Return

Pattern: Observability

Cloud native distributed systems require constant insight into the behavior of all running services in order to understand the system’s behavior and to predict potential problems or incidents

Observability

Teams are moving to MS, and there are more and more pieces—the number of components is growing. Traditional responsive monitoring cannot recognize service failures.

In This Context

Traditional systems practice assumes the goal is for every system to be 100% up and running, so monitoring is reactive—i.e., aiming to ensure nothing has happened to any of these components. It alerts when a problem occurs. In traditional monitoring if a server fails, you will have an event; response, even if automatic, is manually triggered. This assumption is not valid for distributed systems.

A distributed system is by definition not 100% stable—when you have so many pieces, some of them will go up and down at random times.
Resilience is built into the system to handle the assumption that eventually everything in the system will go down at some point.
The number of components is always increasing while the number of people working on the application remains reasonably stable.
Always a cost: if you get something, you must pay for it in some way. Here it is complexity, and you must manage it.
Manual response is never fast enough in a cloud native system.

Therefore

Put in logging, tracing, alerting, and metrics to always collect information about all the running services in a system.

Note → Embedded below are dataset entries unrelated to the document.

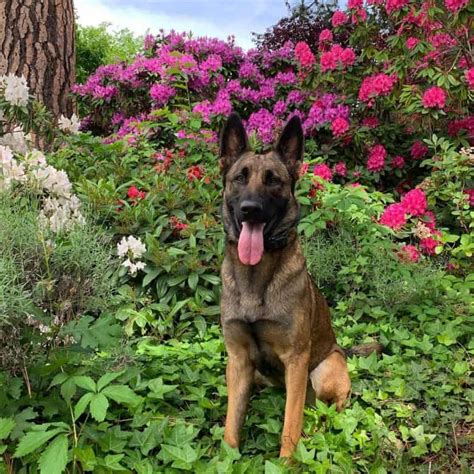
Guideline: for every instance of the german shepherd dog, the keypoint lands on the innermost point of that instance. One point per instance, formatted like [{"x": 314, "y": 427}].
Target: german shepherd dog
[{"x": 276, "y": 324}]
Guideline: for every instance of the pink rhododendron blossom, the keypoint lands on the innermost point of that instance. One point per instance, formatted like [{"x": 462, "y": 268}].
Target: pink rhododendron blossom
[
  {"x": 398, "y": 162},
  {"x": 409, "y": 253},
  {"x": 355, "y": 4},
  {"x": 455, "y": 5},
  {"x": 418, "y": 150},
  {"x": 375, "y": 86},
  {"x": 434, "y": 97},
  {"x": 340, "y": 168},
  {"x": 412, "y": 42},
  {"x": 325, "y": 35},
  {"x": 323, "y": 171},
  {"x": 470, "y": 194},
  {"x": 371, "y": 122},
  {"x": 161, "y": 93},
  {"x": 428, "y": 245},
  {"x": 339, "y": 18},
  {"x": 470, "y": 77},
  {"x": 414, "y": 202},
  {"x": 304, "y": 54},
  {"x": 394, "y": 216},
  {"x": 394, "y": 5},
  {"x": 339, "y": 126},
  {"x": 376, "y": 161}
]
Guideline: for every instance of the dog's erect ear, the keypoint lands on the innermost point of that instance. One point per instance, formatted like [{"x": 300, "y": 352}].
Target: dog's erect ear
[
  {"x": 290, "y": 145},
  {"x": 234, "y": 141}
]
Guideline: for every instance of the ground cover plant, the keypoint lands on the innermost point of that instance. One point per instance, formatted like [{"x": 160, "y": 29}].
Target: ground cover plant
[{"x": 122, "y": 368}]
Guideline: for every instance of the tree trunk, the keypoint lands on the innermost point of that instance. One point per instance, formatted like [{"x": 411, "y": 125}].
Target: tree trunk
[{"x": 37, "y": 41}]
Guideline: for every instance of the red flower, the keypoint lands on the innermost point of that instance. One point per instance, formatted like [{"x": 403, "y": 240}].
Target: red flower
[
  {"x": 418, "y": 150},
  {"x": 409, "y": 253},
  {"x": 339, "y": 126},
  {"x": 323, "y": 171},
  {"x": 394, "y": 216},
  {"x": 434, "y": 97}
]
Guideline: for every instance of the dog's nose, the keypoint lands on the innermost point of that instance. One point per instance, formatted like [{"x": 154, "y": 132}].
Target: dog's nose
[{"x": 250, "y": 208}]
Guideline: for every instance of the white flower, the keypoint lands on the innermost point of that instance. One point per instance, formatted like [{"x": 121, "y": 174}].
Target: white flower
[
  {"x": 17, "y": 140},
  {"x": 131, "y": 244},
  {"x": 16, "y": 90},
  {"x": 71, "y": 125},
  {"x": 136, "y": 246},
  {"x": 133, "y": 267},
  {"x": 10, "y": 170}
]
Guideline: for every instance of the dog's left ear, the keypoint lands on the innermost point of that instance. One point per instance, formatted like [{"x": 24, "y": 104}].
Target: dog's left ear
[
  {"x": 234, "y": 141},
  {"x": 290, "y": 146}
]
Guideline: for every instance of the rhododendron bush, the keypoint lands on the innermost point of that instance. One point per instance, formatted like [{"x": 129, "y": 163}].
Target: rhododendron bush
[{"x": 369, "y": 108}]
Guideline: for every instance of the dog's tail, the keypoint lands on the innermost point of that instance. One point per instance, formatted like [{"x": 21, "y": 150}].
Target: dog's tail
[{"x": 364, "y": 350}]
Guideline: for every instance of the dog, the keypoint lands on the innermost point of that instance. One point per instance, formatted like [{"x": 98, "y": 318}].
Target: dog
[{"x": 276, "y": 324}]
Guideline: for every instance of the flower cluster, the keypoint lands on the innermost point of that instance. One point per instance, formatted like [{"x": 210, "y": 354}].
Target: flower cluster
[{"x": 132, "y": 249}]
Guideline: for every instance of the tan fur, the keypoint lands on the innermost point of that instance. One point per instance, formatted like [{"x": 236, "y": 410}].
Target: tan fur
[{"x": 276, "y": 324}]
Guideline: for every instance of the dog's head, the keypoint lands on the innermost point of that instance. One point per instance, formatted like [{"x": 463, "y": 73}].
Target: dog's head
[{"x": 259, "y": 203}]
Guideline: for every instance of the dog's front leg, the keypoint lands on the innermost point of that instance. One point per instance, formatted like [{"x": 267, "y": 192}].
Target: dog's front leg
[
  {"x": 296, "y": 379},
  {"x": 239, "y": 376}
]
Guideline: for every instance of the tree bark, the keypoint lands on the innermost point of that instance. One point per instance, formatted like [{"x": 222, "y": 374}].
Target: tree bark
[{"x": 37, "y": 41}]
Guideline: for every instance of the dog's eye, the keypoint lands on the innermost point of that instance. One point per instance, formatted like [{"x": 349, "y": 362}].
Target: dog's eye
[{"x": 271, "y": 179}]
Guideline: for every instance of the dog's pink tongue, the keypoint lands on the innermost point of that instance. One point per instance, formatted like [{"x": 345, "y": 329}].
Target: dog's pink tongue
[{"x": 250, "y": 245}]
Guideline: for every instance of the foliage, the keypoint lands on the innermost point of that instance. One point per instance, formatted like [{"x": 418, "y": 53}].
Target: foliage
[
  {"x": 96, "y": 46},
  {"x": 135, "y": 381}
]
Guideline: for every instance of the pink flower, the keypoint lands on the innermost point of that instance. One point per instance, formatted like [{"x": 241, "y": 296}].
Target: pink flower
[
  {"x": 323, "y": 171},
  {"x": 414, "y": 202},
  {"x": 470, "y": 78},
  {"x": 428, "y": 245},
  {"x": 398, "y": 162},
  {"x": 375, "y": 86},
  {"x": 412, "y": 42},
  {"x": 340, "y": 168},
  {"x": 394, "y": 216},
  {"x": 325, "y": 35},
  {"x": 434, "y": 97},
  {"x": 376, "y": 161},
  {"x": 161, "y": 93},
  {"x": 339, "y": 18},
  {"x": 418, "y": 150},
  {"x": 393, "y": 5},
  {"x": 470, "y": 193},
  {"x": 409, "y": 253},
  {"x": 304, "y": 54},
  {"x": 371, "y": 122},
  {"x": 339, "y": 126},
  {"x": 455, "y": 5}
]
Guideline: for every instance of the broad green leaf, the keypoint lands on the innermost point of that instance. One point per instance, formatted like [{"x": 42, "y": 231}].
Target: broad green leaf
[
  {"x": 33, "y": 440},
  {"x": 98, "y": 406},
  {"x": 6, "y": 426},
  {"x": 81, "y": 405},
  {"x": 53, "y": 460},
  {"x": 107, "y": 378},
  {"x": 85, "y": 382},
  {"x": 122, "y": 394}
]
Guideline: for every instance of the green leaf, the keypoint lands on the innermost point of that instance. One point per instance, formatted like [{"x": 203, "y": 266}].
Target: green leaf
[
  {"x": 53, "y": 460},
  {"x": 85, "y": 382},
  {"x": 99, "y": 405},
  {"x": 122, "y": 394},
  {"x": 81, "y": 405},
  {"x": 107, "y": 378},
  {"x": 33, "y": 440},
  {"x": 6, "y": 426}
]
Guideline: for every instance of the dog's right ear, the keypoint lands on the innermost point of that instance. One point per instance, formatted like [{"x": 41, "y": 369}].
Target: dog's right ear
[{"x": 234, "y": 141}]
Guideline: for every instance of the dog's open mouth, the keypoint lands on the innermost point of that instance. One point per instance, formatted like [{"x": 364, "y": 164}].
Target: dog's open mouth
[{"x": 250, "y": 246}]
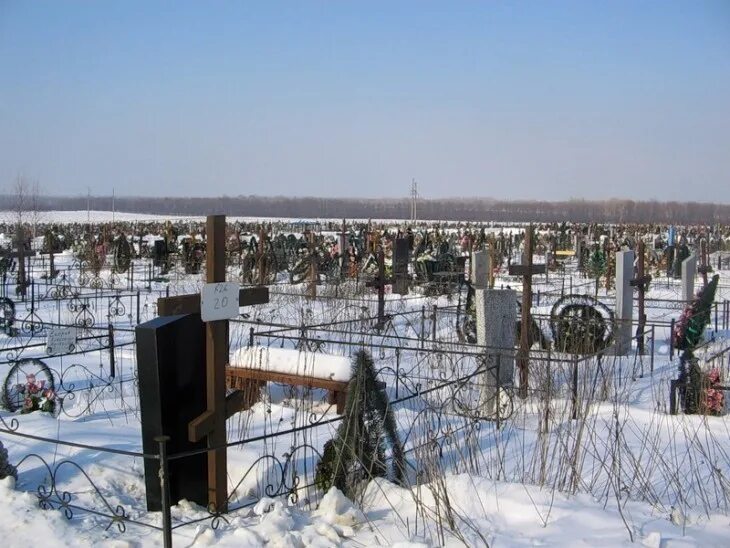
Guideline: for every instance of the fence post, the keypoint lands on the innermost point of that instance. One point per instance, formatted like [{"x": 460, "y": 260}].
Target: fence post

Switch from a centrally planned system to distributed self-governing system.
Continually analyze availability of services and behavioral trends of the individual services and entire system.
Instead of focusing on specific pieces of hardware, focus on functional behavior of components.
Consistently collect as many metrics as possible.
Analyze the trends.
Create an interface to make system state accessible to all stakeholders: anyone involved in system maintenance or development who needs to understand the system at any given time must be able to observe the system’s behavior.

Consequently

There is a continuous overview of the state of the system, visible to anyone for whom this is relevant information.

Analytics and proactive monitoring can be used to discover trends, which can be used to predict failure.
Any response to a single specific failure is extremely difficult.